This calendar of saints is drawn from several denominations, sects, and traditions. Although it will no longer be updated daily, the index on the right will guide visitors to a saint celebrated on any day they choose. Additional saints will be added as they present themselves to Major.

Friday, June 22, 2012

June 22 -- Feast of St. Alban and his Executioner

Saint Alban's Cross
There are at least two saints named Alban; this one is the first martyr of Britain.  His wouldn't-be executioner was the second martyr of Britain.  The executioner's mom probably didn't think he was unnamed, but the historical record has left him that way.

Alban was a Roman colonist in Verulamium, which is now called St Albans, in Hertfordshire -- southeastern England.  The flag of St Albans is the flag of Mercia, the old English kingdom (before the unification) in that region.
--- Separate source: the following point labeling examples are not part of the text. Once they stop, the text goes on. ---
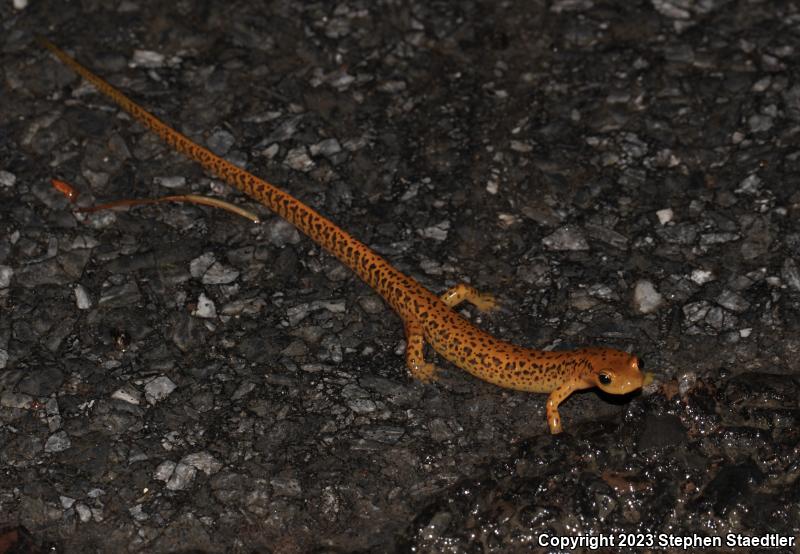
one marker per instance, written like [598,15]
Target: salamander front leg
[415,342]
[484,301]
[557,397]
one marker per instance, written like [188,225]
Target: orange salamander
[426,317]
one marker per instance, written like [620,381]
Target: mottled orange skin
[427,317]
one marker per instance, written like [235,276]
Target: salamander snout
[618,374]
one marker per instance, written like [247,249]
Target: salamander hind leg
[484,301]
[415,360]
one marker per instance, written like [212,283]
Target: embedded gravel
[177,378]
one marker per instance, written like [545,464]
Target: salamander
[427,318]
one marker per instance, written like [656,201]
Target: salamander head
[613,371]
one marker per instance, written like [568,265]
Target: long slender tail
[368,265]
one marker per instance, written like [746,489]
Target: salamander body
[427,318]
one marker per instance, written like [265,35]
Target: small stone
[164,471]
[759,123]
[158,389]
[436,232]
[57,442]
[732,301]
[147,58]
[749,185]
[701,276]
[665,216]
[174,182]
[200,264]
[182,477]
[219,274]
[566,238]
[202,461]
[299,160]
[84,513]
[790,274]
[327,148]
[10,399]
[7,179]
[82,300]
[128,394]
[205,308]
[6,273]
[646,299]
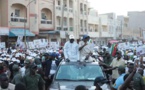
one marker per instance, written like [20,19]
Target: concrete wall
[4,15]
[136,20]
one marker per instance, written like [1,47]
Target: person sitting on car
[84,48]
[71,51]
[80,87]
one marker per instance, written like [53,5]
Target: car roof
[74,63]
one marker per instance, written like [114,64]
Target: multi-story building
[122,30]
[93,24]
[31,16]
[107,27]
[71,17]
[136,23]
[83,16]
[65,19]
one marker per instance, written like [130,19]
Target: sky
[120,7]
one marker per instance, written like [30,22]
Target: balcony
[96,30]
[65,9]
[18,19]
[90,30]
[71,29]
[58,27]
[82,29]
[58,7]
[65,28]
[85,29]
[70,10]
[85,13]
[46,21]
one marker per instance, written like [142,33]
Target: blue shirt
[119,81]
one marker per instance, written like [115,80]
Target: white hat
[130,61]
[71,37]
[1,61]
[134,57]
[144,59]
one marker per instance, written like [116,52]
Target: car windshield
[74,72]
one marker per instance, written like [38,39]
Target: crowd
[34,69]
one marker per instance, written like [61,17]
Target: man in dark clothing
[48,67]
[33,81]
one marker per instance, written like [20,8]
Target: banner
[54,45]
[37,43]
[19,40]
[2,45]
[140,50]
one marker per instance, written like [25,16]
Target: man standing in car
[71,51]
[85,49]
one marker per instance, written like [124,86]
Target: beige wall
[0,12]
[31,11]
[4,15]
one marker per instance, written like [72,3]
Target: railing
[85,13]
[71,28]
[82,29]
[58,7]
[96,30]
[46,21]
[58,28]
[18,19]
[65,28]
[71,10]
[65,9]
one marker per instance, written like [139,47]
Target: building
[93,24]
[83,17]
[107,27]
[26,18]
[122,30]
[136,23]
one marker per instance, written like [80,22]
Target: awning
[4,31]
[20,32]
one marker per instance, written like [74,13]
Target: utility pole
[25,18]
[62,19]
[121,30]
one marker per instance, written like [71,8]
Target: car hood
[70,85]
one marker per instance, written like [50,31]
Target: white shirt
[71,51]
[22,70]
[85,50]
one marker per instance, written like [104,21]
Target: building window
[43,16]
[17,13]
[58,2]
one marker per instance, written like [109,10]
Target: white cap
[1,61]
[130,61]
[134,56]
[144,59]
[71,37]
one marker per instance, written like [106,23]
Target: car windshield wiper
[85,80]
[65,79]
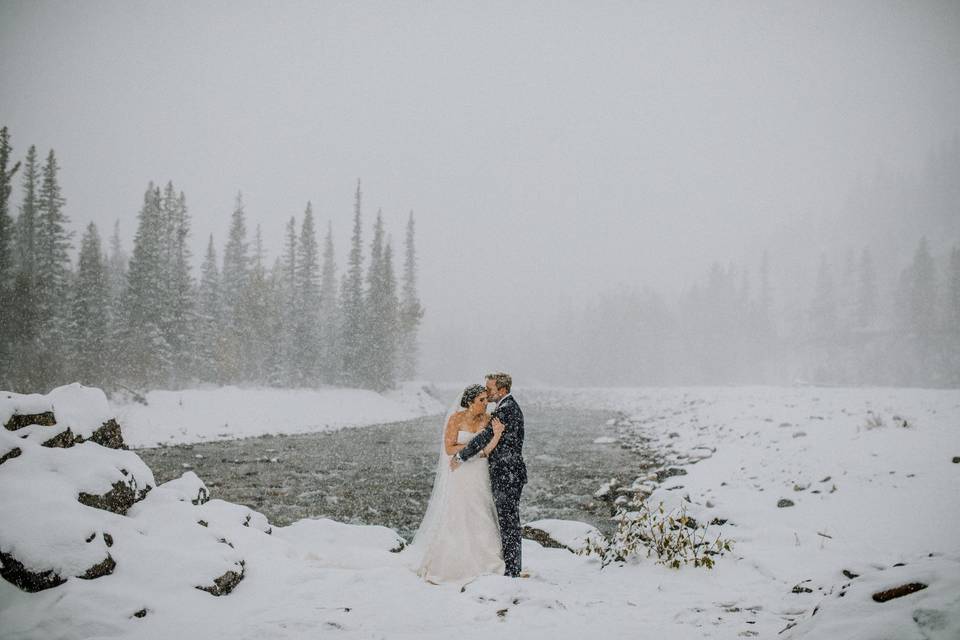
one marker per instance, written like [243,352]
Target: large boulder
[66,416]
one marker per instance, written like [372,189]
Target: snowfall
[868,478]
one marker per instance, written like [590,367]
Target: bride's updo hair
[470,394]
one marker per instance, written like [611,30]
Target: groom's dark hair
[502,380]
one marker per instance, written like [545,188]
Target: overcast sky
[561,147]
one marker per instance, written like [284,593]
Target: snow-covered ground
[225,413]
[870,473]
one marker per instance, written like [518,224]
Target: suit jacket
[507,468]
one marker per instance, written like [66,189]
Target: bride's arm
[450,437]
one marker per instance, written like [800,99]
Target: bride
[459,537]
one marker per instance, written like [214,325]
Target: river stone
[225,583]
[898,592]
[543,538]
[63,440]
[13,571]
[669,472]
[13,453]
[100,569]
[118,499]
[20,420]
[109,435]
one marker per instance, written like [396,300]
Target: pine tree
[27,220]
[234,277]
[6,222]
[352,305]
[374,329]
[952,319]
[24,321]
[257,318]
[236,261]
[386,362]
[286,370]
[329,313]
[89,313]
[53,272]
[142,351]
[209,319]
[411,312]
[7,266]
[952,305]
[179,332]
[307,284]
[116,269]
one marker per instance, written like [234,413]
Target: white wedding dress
[459,537]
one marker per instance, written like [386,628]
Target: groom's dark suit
[508,474]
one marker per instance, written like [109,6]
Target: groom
[508,473]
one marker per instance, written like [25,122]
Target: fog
[572,167]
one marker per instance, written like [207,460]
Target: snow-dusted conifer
[307,284]
[53,272]
[234,277]
[209,319]
[353,326]
[89,314]
[411,311]
[7,263]
[329,313]
[144,355]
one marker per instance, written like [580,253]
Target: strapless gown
[468,540]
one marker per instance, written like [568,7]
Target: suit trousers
[507,499]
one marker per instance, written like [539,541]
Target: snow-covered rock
[565,534]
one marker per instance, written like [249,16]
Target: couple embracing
[472,523]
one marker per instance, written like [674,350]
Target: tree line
[142,320]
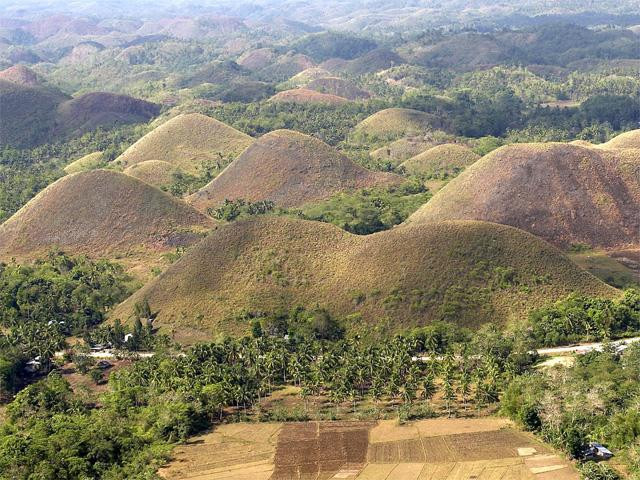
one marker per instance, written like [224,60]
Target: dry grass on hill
[21,75]
[338,86]
[100,213]
[629,139]
[88,162]
[187,141]
[304,95]
[154,172]
[563,193]
[390,280]
[290,169]
[443,160]
[398,122]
When in doubt, blame Diocletian
Alban was martyred sometime between AD 209 and AD 311.  The earliest records refer to the severus emperor -- that could either be the Emperor Septimus Severus, supporting an early date, or a cruel emperor, offering many possibilities.  Diocletian's always a good goat for a martyr's death and his shoulders are broad enough to support one more.

Alban's initial crime (against the SPQR-Britain) was sheltering a priest named Amphibalus.  The priest needed to be hidden because the order came down that all Christian clergy should be arrested and executed.  Other Christians could also be executed, but the clergy were especially targeted.  Alban took Amphibalus into his home.  In the course of their conversations, Alban got the faith.  He then hatched a plot to get the priest out of town.  By switching clothes, Amphibalus would look like a regular Roman citizen and just walk away.  Since the soldiers were searching homes, the switch would eventually get Alban in trouble, but that was a problem for another day.  Or at least later that day.
Alban was a ginger

Amphibalus left and the soldiers came.  They found Alban dressed like a priest, so they took him to the praetor, who threatened to kill him unless he offered the proper polytheistic sacrifices and revealed where Amphibalus had gone.  Alban responded with a declaration of Christian faith, which was answered with a death sentence.  No one was surprised by any of this.

Off with his head! 
What was surprising was what happened on the way to Holmhurst Hill, where Alban's head was to be cut off.  As they approached a river, they saw that the bridge was blocked by gawkers who had all come to see a decapitation.  I must admit that I've never really seen a decapitation, and I too might be curious.  But blocking the route which the executioner and the condemned have to travel is counter-productive.

Are you ready for a party? 
Fortunately, Alban found another route.  He walked down to the riverside, raised his hands, and parted the water.  They walked across dry land to the other bank and then Alban let the river run freely again.  The executioner was stunned by this and flatly refused to kill the saint.  In fact, he declared his faith in the One True God after this demonstration.  They quickly brought up another executioner who cut off Alban's head, and then cut off the head of the unwilling executioner.  The new executioner's eyes then dropped out of his head.

They eventually caught Amphibalus and killed him too.  Bloody Romans.